In my work Samsa’s Shadows, I present a photographic installation that was created during a six-month working grant at the Dr. Dormagen-Guffanti Center for People with Disabilities in Cologne. The title refers to Franz Kafka’s story The Metamorphosis, in which a human being turns into an insect overnight – a literary symbol for ruptures in identity, the struggle with visibility, and transformation.
The beetle – based on a blurred photograph of a firebug taken by one of the center’s residents – serves as the central motif. As a symbol of metamorphosis, it appears repeatedly throughout the space: cut out, multiplied, shadowed.
Together with residents and participants of an ecological work group, I developed a project composed of cyanotypes and analog photographs. Cyanotypes are photographic processes in which light-sensitive material – for example paper – is exposed by direct contact. This creates images entirely without a camera. For the exposure, the participants placed wild plants from the center’s garden onto the paper, and their silhouettes were fixed by sunlight.

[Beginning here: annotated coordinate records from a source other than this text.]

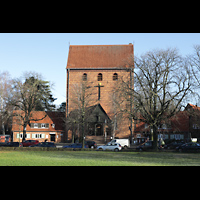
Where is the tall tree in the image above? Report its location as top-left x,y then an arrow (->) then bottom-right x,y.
12,73 -> 55,141
0,72 -> 13,134
117,49 -> 192,150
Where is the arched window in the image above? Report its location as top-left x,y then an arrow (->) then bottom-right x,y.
82,73 -> 87,81
97,73 -> 103,81
113,73 -> 118,81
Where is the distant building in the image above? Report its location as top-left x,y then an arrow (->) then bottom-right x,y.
12,111 -> 65,143
134,103 -> 200,142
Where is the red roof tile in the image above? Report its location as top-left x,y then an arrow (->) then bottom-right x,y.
67,44 -> 133,69
12,110 -> 65,132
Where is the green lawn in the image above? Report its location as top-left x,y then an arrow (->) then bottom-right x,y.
0,151 -> 200,166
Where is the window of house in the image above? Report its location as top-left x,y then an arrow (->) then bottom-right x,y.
97,73 -> 103,81
113,73 -> 118,81
82,73 -> 87,81
33,123 -> 38,128
32,133 -> 45,139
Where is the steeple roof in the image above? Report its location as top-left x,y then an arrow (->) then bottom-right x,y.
67,43 -> 133,69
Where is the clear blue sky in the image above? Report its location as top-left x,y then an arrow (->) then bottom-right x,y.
0,33 -> 200,104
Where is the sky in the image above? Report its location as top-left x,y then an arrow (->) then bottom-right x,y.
0,33 -> 200,105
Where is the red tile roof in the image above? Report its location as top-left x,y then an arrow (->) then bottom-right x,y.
12,110 -> 65,132
67,44 -> 133,69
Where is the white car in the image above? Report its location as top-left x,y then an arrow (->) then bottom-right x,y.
97,142 -> 122,151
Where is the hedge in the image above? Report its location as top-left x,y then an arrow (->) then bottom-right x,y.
0,147 -> 95,151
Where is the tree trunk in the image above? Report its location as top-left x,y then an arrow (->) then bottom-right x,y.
153,125 -> 158,151
22,123 -> 27,142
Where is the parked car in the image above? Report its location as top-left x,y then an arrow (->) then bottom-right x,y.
136,140 -> 153,151
97,142 -> 122,152
85,141 -> 97,149
164,141 -> 185,149
176,142 -> 200,152
110,139 -> 130,149
63,143 -> 88,149
29,142 -> 56,147
136,140 -> 163,151
0,142 -> 23,147
22,140 -> 39,147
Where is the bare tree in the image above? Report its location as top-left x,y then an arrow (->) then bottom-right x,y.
117,49 -> 191,150
11,73 -> 55,141
0,72 -> 13,134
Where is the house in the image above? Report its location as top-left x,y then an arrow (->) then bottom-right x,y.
66,43 -> 133,140
135,110 -> 191,142
12,111 -> 65,143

One of the cyanotypes shows a flying insect – possibly a wasp or a fly. A fleeting motion, seemingly captured with a technique known for its long exposure times. Such visual paradoxes run throughout the work: the bodiless shadow of a beetle, a poppy plant that looks like a cloaked little figure, layered and ghostly handprints. Time and again, moments arise in which an experimental and playful approach to photographic media becomes visible.